One Kenyan bank decided to expand to Uganda: it’s a neighboring country., and you can get there in one hour. Before becoming a Pan-African bank, it made sense for them to become an Eastern African one. The bank enjoyed momentum in Kenya, and the management team took for granted that the brand would be embraced by Ugandans with the same enthusiasm as by Kenyans. They acquired a bank in Uganda, taking over 26 branches and opening 18 more in the first year. The new branches were hosted in 3- or 4-floor office buildings.
It turned out they didn’t have the success they had expected. What did they learn from the Uganda experience?:
- the regulatory framework for the banking industry in Uganda was very different from that of Kenya: Uganda’s regulations are very strict;
- local connections (with the regulators, the Central Bank, etc.) are of paramount importance: the local team of the acquired bank was very well connected, but as they felt threatened those connections backfired for the Kenyan bank;
- anything coming from Kenya is seen as an imposition in other Eastern African countries: you need to be careful and introduce yourself as a local brand.

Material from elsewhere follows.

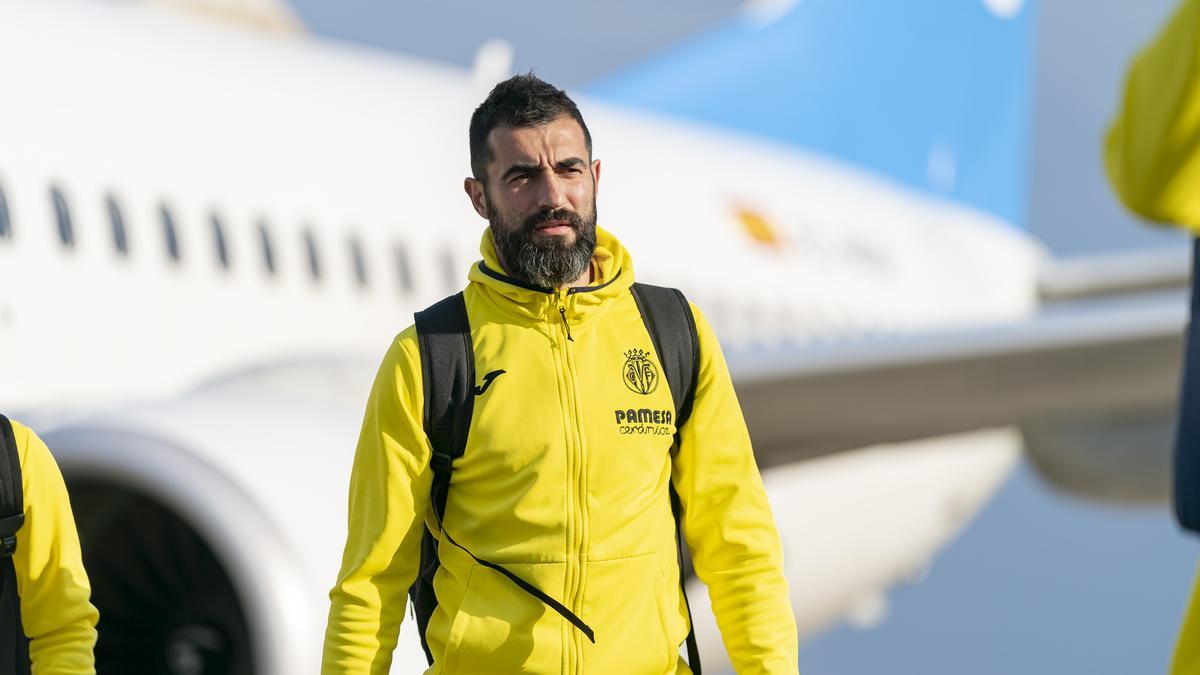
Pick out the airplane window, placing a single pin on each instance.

They learned these lessons and took a different approach to enter Tanzania: they studied the regulatory framework extensively; they were aware not to create a divide between Kenyans and Tanzanians in the team; the ‘face’ of the bank is formed by locals, and with local networks. Overall, they took a more cautious approach to expansion. opening only five branches, in low-rise offices. As a result, the Tanzanian operation was the first international subsidiary to break even in one year.
Have you had any related experiences with international expansion?
Yes, I did. I had different experiences establishing Spanish subsidiaries in different countries and continents along my career. I always discussed about leading those companies with natives or expatriating managers. I consider that all mistrust some times can generate new people with different cultures and approach, it is highly compensated with the return they can deliver as connoisseurs of their countries, laws, legislation and markets. As Kenyans are seen, some other nationalities can be seen as well in other countries as invaders or can be tied with historic facts. So, let’s allow local people to manage businesses with the support of “invaders”.
Indeed locals know much better their environments than expats do, and they are better welcome by customers, employees, etc.
The challenge with this option is to make sure they embrace the corporate culture: spending some time at headquarters may help here.
Thanks for your contributions to the blog, Jose Pedro!